Drinking Iced Tea May Boost Cholera Risk In Endemic Countries

After more than a decade of declining cholera incidence, Vietnam faced an increase in cases of the diarrheal disease during 2007-2010. Risk factors for contracting cholera in Ben Tre province of Vietnam include drinking iced tea or unboiled water and having a water source near a toilet, researchers report in PLOS Neglected Tropical Diseases.

Around the world, more than a million people a year suffer from cholera and tens of thousands die from the disease. Cholera transmission is closely linked to inadequate access to clean water and is often spread through contaminated drinking water. In the Ben Tre province of the Mekong Delta region in the southern part of Vietnam, no cholera cases were reported from 2005 until an outbreak in 2010.

In the new work, Thuong Vu Nguyen, of the Pasteur Institute Ho Chi Minh City, Vietnam and colleagues interviewed 60 people who were confirmed to have been infected with cholera during the 2010 outbreak in Ben Tre, as well as 240 subcommune-, 5-year age group- and sex-matched controls. Information about each person’s eating and drinking behaviors and living environment was recorded. The researchers also collected samples of nearby river water, drinking water, wastewater samples, and local seafood to test for Vibrio cholerae, the bacteria which spreads the disease.

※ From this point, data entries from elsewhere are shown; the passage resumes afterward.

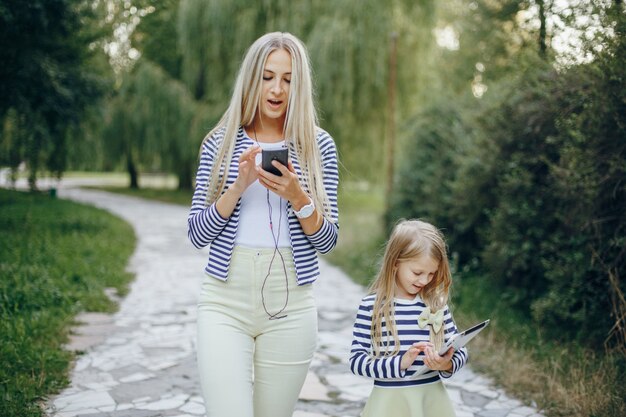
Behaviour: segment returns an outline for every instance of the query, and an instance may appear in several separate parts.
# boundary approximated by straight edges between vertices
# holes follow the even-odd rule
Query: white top
[[[276,143],[258,142],[261,149],[281,149],[285,147],[285,141]],[[256,164],[261,163],[261,154],[256,156]],[[249,248],[273,248],[274,237],[280,247],[291,247],[289,238],[289,222],[287,216],[287,200],[281,198],[273,191],[263,187],[257,180],[250,184],[241,196],[241,211],[239,214],[239,227],[235,237],[235,245]],[[271,206],[271,210],[270,210]],[[273,233],[270,229],[270,213],[272,216]],[[282,216],[281,216],[282,215]]]

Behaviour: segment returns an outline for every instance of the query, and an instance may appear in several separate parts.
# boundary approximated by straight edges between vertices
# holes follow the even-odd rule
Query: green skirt
[[[443,383],[403,388],[374,386],[361,417],[455,417]]]

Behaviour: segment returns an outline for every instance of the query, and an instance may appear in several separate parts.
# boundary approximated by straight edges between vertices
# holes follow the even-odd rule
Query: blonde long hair
[[[448,292],[452,277],[446,243],[442,233],[432,224],[421,220],[401,220],[396,224],[387,242],[382,265],[376,279],[370,286],[370,293],[376,294],[372,311],[372,348],[375,357],[393,356],[400,351],[400,339],[394,320],[394,296],[396,290],[397,264],[430,256],[439,263],[432,281],[426,285],[420,296],[431,311],[436,311],[448,302]],[[383,340],[383,322],[387,337]],[[430,341],[439,349],[443,344],[443,329],[435,333],[430,326]],[[393,337],[393,351],[381,352],[381,345],[389,346]]]
[[[239,69],[228,109],[204,138],[204,141],[211,140],[214,133],[223,129],[223,141],[210,173],[207,204],[215,202],[226,186],[237,132],[240,126],[250,125],[259,111],[265,63],[267,57],[278,49],[289,53],[292,67],[283,137],[288,144],[295,147],[302,170],[300,183],[304,190],[324,216],[332,221],[322,176],[322,159],[316,140],[318,120],[313,103],[309,57],[302,42],[286,32],[267,33],[250,46]]]

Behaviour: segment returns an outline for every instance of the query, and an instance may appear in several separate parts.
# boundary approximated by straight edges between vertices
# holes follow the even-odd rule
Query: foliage
[[[127,291],[132,228],[102,210],[0,190],[0,415],[39,416],[67,384],[63,350],[80,311],[112,311]]]
[[[458,117],[433,106],[419,115],[389,217],[439,222],[461,267],[485,271],[509,306],[553,337],[623,351],[620,19],[591,63],[556,71],[527,56],[523,72],[463,102],[476,110]]]
[[[143,60],[109,103],[103,132],[107,158],[125,158],[133,188],[139,166],[174,172],[179,188],[191,188],[200,141],[216,121],[184,85]]]
[[[27,161],[31,188],[40,169],[65,170],[69,128],[105,85],[89,48],[100,34],[93,19],[87,1],[0,2],[0,120],[10,126],[0,163]]]

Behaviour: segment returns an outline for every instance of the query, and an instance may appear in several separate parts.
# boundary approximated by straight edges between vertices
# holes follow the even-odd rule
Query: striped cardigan
[[[191,211],[187,220],[187,235],[191,243],[198,249],[209,246],[209,260],[205,271],[207,274],[226,281],[228,269],[235,246],[235,236],[239,224],[241,199],[237,202],[231,216],[223,218],[217,211],[215,203],[206,206],[206,193],[209,176],[213,169],[213,163],[217,151],[224,139],[224,129],[218,130],[209,140],[202,144],[200,164],[196,175],[196,189],[191,203]],[[312,235],[305,235],[298,218],[293,213],[291,204],[287,202],[286,211],[289,222],[289,236],[293,249],[294,264],[298,285],[309,284],[315,281],[319,275],[316,251],[320,253],[330,252],[337,243],[339,229],[339,212],[337,209],[337,185],[339,173],[337,168],[337,150],[332,137],[322,129],[317,130],[317,143],[322,159],[324,187],[330,202],[330,214],[332,221],[323,218],[322,227]],[[226,178],[224,190],[230,187],[238,175],[238,161],[244,150],[253,146],[255,142],[250,139],[240,127],[237,133],[233,158]],[[298,176],[302,175],[298,155],[293,145],[289,148],[289,158]],[[307,191],[305,187],[305,191]]]
[[[400,339],[400,352],[389,357],[372,357],[372,310],[376,295],[367,295],[361,301],[353,328],[352,349],[350,352],[350,369],[355,375],[374,378],[374,385],[379,387],[407,387],[437,382],[440,378],[449,378],[457,372],[468,359],[467,348],[461,348],[452,355],[452,370],[433,371],[424,366],[423,353],[420,353],[413,364],[400,370],[402,355],[415,342],[427,342],[430,339],[428,327],[421,329],[417,325],[418,316],[426,308],[426,304],[418,296],[415,300],[395,301],[394,317],[396,331]],[[444,340],[448,341],[452,335],[457,334],[457,328],[450,314],[448,306],[444,307],[443,318]],[[383,322],[383,340],[386,339],[387,329]],[[390,336],[389,347],[381,345],[381,351],[391,351],[394,347],[393,338]]]

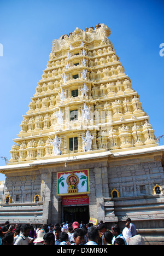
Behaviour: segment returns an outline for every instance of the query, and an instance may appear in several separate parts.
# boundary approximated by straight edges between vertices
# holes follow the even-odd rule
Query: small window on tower
[[[77,109],[70,111],[70,121],[75,121],[75,120],[78,120],[78,112]]]
[[[77,79],[77,78],[79,78],[78,74],[77,74],[76,75],[72,75],[72,78],[73,78],[74,79]]]
[[[75,98],[78,96],[78,90],[73,90],[71,91],[72,97]]]
[[[69,149],[74,152],[78,150],[78,139],[77,137],[69,138]]]

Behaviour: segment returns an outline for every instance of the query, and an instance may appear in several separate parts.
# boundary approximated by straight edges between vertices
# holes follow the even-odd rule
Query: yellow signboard
[[[97,219],[94,219],[94,218],[90,218],[89,223],[92,223],[95,226],[97,226]]]
[[[57,173],[57,195],[89,193],[89,169]]]

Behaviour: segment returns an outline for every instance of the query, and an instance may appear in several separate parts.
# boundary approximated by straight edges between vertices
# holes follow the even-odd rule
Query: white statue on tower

The researchers found that drinking iced tea, not always boiling drinking water, having a main water source near a toilet, living with other who have diarrhea, and having little or no education were all associated with an increased risk of cholera, while drinking stored rainwater, eating cooked seafood or steamed vegetables were protective against the disease. 22% of people with cholera reported drinking iced tea in the week prior to their disease, whereas only 3% of controls had drank iced tea in the week before being interviewed.

Patients with cholera were also more likely to always put ice in their water and to use sedimented river water for drinking, bathing, cooking, and brushing their teeth. More work is needed to determine why iced tea boosts the risk of cholera, but the researchers hypothesize that the bacteria may be found in ice, which is often bought from street vendors.

“This present study has important implications for Vietnam’s cholera responses,” the researchers said. “Along with traditional approaches that focus on enhancement of safe water, sanitation, and food safety, combined with periodic provision of oral cholera vaccines, a water quality monitoring system at ice-making plants should be established.”